Interpretive Summary: The accurate identification of distinct historical lineages is important for delimiting species, understanding genetic relationships among populations, and prioritizing groups of organisms for in situ and ex situ conservation programs. This study used computer simulations to evaluate the relative performance of some of the most common methods for identifying lineages, collectively termed “cladistic phylogeny reconstruction methods.” The study shows that these methods are biased, promoting the incorrect conclusion that a group of organisms is a distinct historical lineage, when in fact it is an amalgam of two or more lineages (a “hybrid taxon” of reticulate ancestry). This study concludes that it may be very difficult to distinguish hybrid taxa from distinct historical lineages using common methods for phylogeny reconstruction. A new application of a nonparametric clustering procedure was shown to perform better than cladistic methods for distinguishing real historical lineages from hybrid taxa. The latter statistical procedure may be particularly useful for discovering NPGS seed accessions likely to contain novel alleles relative to other accessions from the same species. The procedure might also be used to identify accessions that have been contaminated with genes from other accessions.

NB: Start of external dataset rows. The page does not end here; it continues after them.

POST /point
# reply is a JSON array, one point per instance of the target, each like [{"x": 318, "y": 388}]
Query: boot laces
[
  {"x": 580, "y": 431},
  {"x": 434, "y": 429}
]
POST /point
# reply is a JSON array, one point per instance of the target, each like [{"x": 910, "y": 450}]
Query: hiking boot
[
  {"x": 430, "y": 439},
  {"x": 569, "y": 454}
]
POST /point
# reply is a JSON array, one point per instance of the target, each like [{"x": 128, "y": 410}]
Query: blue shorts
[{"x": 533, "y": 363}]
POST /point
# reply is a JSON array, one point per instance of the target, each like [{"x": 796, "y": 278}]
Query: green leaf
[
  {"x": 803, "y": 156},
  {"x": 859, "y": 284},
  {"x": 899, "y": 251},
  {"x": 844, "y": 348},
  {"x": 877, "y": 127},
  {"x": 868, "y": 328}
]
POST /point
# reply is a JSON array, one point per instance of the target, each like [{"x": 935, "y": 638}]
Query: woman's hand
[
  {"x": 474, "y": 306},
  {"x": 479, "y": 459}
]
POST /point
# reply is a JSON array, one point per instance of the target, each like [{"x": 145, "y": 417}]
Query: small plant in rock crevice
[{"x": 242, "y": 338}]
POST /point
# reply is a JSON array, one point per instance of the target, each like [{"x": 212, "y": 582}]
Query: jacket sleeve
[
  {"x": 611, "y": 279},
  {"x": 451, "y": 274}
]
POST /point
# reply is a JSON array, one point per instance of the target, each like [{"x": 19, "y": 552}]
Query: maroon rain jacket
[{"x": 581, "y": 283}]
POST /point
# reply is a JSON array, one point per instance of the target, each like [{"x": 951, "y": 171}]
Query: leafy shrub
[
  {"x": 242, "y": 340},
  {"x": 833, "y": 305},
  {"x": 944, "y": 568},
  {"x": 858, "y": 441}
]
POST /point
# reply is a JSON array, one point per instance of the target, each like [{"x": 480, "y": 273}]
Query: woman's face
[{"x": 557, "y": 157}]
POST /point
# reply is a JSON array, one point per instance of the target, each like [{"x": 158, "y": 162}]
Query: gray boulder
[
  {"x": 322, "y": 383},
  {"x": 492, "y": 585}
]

Technical Abstract: Hybridization between taxa is a well documented, natural phenomenon that is common at low taxonomic levels in the higher plants and other groups. In spite of the obvious potential for gene flow via hybridization to cause reticulation in an evolutionary tree, analytical methods based on a strictly bifurcating model of evolution have frequently been used to reconstruct phylogenetic trees containing taxa known to hybridize in nature. In order to understand the consequences of such analyses, we evaluated the relative performance of seven analytical approaches for distinguishing between hybrid taxa and terminal monophyletic groups using multi locus data sets simulated under four topologically distinct scenarios of gene flow in unrooted 5 taxon trees. Using the loss of monophyly of simulated hybrid taxa in trees from data sets sampled along a continuous time course as the indicator of hybrid history, we found that parsimony significantly outperformed neighbor joining, and, not surprisingly, that the use of bootstrap support values improved sensitivity over approaches that relied on the topology of the best tree alone. However, all bifurcating tree based methods performed poorly. Based on our model, we estimate that many thousands of gene flow events may be required in natural systems before hybrid taxa will be reliably detected using common methods of phylogeny reconstruction. Furthermore, highly supported, erroneous topologies were observed during the early stages of simulated introgressive hybridization. Therefore, we conclude that the use of standard bifurcating tree based methods to identify terminal monophyletic groups for the purposes of defining or delimiting phylogenetic species, or for prioritizing populations for conservation purposes, is difficult to justify when gene flow between sampled taxa is possible. As an alternative, we present a novel application of an existing nonparametric clustering procedure that, when used against a "density landscape" derived from principal coordinate data, shows superior performance to the tree based procedures tested.